Dell's Venue 11 Pro is the right idea for mobile workers, and it has a range of useful accessories and some decent specifications, but it is let down by build quality and software problems. Performance is admirable and its removable battery is a big selling point.
Removable battery, range of accessories, mobile data an optional extra, clear focus on business users
Screen is mediocre, unsuitable keyboard dock angle and software glitches hinder the experience
Model: Dell Venue 11 Pro
Display: 10.8in IPS full HD with Corning Gorilla Glass
Processor: Intel Atom Z3770 quad-core 2.4GHz, plus Core i3 and i5 options
RAM: 2GB DDR3
Storage: 32 GB, 64GB, 128GB, 256GB SSD
Wireless connections: 802.11a/b/g/n WiFi, Bluetooth
Ports: USB 3.0, micro HDMI, SD card, headset jack, docking connector (desktop dock: Ethernet, HDMI, DisplayPort, USB 3.0)
Camera: 8MP rear-facing, 2MP front-facing
Dimensions: 28x18x1.02-1.54cm, depending on model
Battery: 2-cell 30Wh/37Wh swappable battery, depending on model
Weight: 1.4kg (docked); 726g (tablet only)
The Dell Venue 11 Pro is intended to be highly flexible and is targeted at businesses whose workers are often on the move between meetings and the office. The portable tablet device comes with a host of additional extras to make this possible, including a Tablet Dock and Tablet Keyboard, which turn the device into a fully fledged netbook equivalent for longer desk-based use.
The device we reviewed is the cheapest in the range, suited for widespread corporate rollouts. But the standalone tablet price is not a lot compared with the price you'll have to pay if you want the device to be remotely useful.
Naturally, all of the Venue 11 Pro's vital components are encased within the tablet itself, meaning it works as a standalone tablet running on Windows 8.1 Pro. This gives you access to all of Windows' legacy app support as well as its Modern UI interface more suited for touchscreens.
Perhaps the tablet's biggest asset is its removable backplate, which, when opened, reveals a replaceable battery, a feature often missing from work-focused tablets.
Variations of the Venue 11 Pro come with 3G and 4G mobile data support, although our review model was WiFi only.
The Dell Venue 11 Pro comes with a 10.8in full HD in-plane switching (1920x1080) touchscreen display protected by Corning Gorilla Glass.

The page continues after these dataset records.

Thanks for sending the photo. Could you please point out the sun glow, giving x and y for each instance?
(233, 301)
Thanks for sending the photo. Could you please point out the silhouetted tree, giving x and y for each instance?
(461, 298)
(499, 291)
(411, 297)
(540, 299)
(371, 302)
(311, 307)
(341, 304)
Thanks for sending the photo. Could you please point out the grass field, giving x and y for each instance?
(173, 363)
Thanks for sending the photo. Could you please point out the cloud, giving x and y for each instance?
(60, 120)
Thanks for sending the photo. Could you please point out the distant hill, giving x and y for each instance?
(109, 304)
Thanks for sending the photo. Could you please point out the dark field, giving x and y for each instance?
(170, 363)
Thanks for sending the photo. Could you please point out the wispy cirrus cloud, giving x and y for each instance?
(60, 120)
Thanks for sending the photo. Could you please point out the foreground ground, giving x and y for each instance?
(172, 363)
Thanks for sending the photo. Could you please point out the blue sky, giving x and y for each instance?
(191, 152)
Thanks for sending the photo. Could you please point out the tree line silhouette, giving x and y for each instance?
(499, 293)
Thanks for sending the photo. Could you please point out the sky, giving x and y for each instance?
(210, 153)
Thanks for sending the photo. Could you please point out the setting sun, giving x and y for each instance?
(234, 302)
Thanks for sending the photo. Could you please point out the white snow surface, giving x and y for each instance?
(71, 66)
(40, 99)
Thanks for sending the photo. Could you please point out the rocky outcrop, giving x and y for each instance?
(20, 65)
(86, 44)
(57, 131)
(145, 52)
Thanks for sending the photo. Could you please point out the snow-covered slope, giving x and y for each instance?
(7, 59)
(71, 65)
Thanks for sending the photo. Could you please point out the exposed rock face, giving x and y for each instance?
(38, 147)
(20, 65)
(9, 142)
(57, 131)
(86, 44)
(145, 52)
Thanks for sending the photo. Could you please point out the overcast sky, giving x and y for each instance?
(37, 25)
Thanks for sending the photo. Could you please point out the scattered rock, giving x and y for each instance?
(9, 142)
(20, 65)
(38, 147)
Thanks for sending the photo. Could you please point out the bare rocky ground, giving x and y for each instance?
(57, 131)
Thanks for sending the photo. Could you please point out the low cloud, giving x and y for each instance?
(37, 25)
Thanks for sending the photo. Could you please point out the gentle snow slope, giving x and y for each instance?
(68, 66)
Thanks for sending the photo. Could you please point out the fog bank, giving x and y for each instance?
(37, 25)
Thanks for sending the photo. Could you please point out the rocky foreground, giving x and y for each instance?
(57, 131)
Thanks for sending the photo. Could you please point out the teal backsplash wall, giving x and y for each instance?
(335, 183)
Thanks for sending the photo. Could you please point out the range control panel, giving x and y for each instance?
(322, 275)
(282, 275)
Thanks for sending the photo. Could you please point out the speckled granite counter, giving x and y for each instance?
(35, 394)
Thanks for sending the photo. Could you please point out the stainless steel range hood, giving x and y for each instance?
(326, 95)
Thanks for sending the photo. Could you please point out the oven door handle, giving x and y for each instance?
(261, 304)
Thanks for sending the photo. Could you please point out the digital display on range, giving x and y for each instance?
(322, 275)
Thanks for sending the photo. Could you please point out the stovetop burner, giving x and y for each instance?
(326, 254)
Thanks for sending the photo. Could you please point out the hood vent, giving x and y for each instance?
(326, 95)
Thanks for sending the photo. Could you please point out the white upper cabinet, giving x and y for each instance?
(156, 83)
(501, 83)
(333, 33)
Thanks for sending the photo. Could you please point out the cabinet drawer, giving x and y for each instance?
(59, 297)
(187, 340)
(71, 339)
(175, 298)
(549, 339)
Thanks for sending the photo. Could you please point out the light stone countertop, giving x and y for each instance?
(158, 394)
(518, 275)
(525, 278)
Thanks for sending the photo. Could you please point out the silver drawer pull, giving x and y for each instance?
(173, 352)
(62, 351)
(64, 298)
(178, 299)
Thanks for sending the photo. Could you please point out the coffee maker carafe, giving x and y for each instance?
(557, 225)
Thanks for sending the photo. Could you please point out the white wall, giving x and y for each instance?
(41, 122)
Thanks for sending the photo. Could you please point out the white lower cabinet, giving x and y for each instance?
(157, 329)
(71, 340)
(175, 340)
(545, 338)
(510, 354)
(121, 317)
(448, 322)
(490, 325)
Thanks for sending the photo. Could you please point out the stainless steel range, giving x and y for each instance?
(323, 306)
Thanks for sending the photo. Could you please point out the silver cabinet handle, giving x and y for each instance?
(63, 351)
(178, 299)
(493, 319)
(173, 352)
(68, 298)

The display is fairly bright, although the colours are somewhat muted and it does not handle greasy fingers particularly well. The screen is fairly reflective, meaning glare can be an issue in bright light.
Despite boasting full HD specifications, the screen's size does not lend well to reading text, meaning we were often forced to boost the magnification of web pages and increase the font sizes of documents we were working on. Text at default size can best be described as "fuzzy". In addition, a software glitch resulted in Intel's HD graphics drivers crashing multiple times per day, sending us to a black screen for several seconds before it recovered.
The touchscreen was noticeably inconsistent in its registering of our prods and taps. There seemed to be no reason why some of our inputs were ignored by the Venue Pro 11, and problems occurred in both in the Windows 8 Modern UI and in Desktop mode. Touch inputs in the Desktop mode are a particularly haphazard undertaking as the resolution of the screen makes buttons incredibly small, making for a frustrating, hit-and-miss experience.
By far the worst feature of the screen, however, was its constant flickering. Every single cursor movement – or any other on-screen movement – resulted in a change of brightness. This was an incredibly distracting trait, and we are surprised it made it through quality assurance. We tested two identical Venue Pro 11s to check it wasn't a one-off, and both behaved in exactly the same way.
The Venue 11 Pro feels fairly solid to hold, with its base weight starting at 726g. At a little over 1cm thick, it is fairly comfortable in the hand, although use over an extended period is likely to cause wrist ache.
Our review device was Dell's cheapest option, with a quad-core Intel Atom Z3770 processor running at 2.4GHz. The processor was backed up by 2GB of DDR3 memory and a 64GB solid-state drive (SSD) for storage. The disadvantage of choosing the Atom chipset is that it doesn't have Intel's vPro technology, used by some IT departments for enhanced security. It is however present on the model with the highest-powered Core i5 4300Y processor.
On the left side of the device you will find a volume rocker, a micro USB port for charging the device and a full-size USB 3.0 port. Present on the top of the tablet is a power/sleep button as well as the Venue's internal microphone. On the right is the micro SD card slot, a Kensington Lock slot and a micro HDMI port. The device's bottom side features connectors for the device's docks.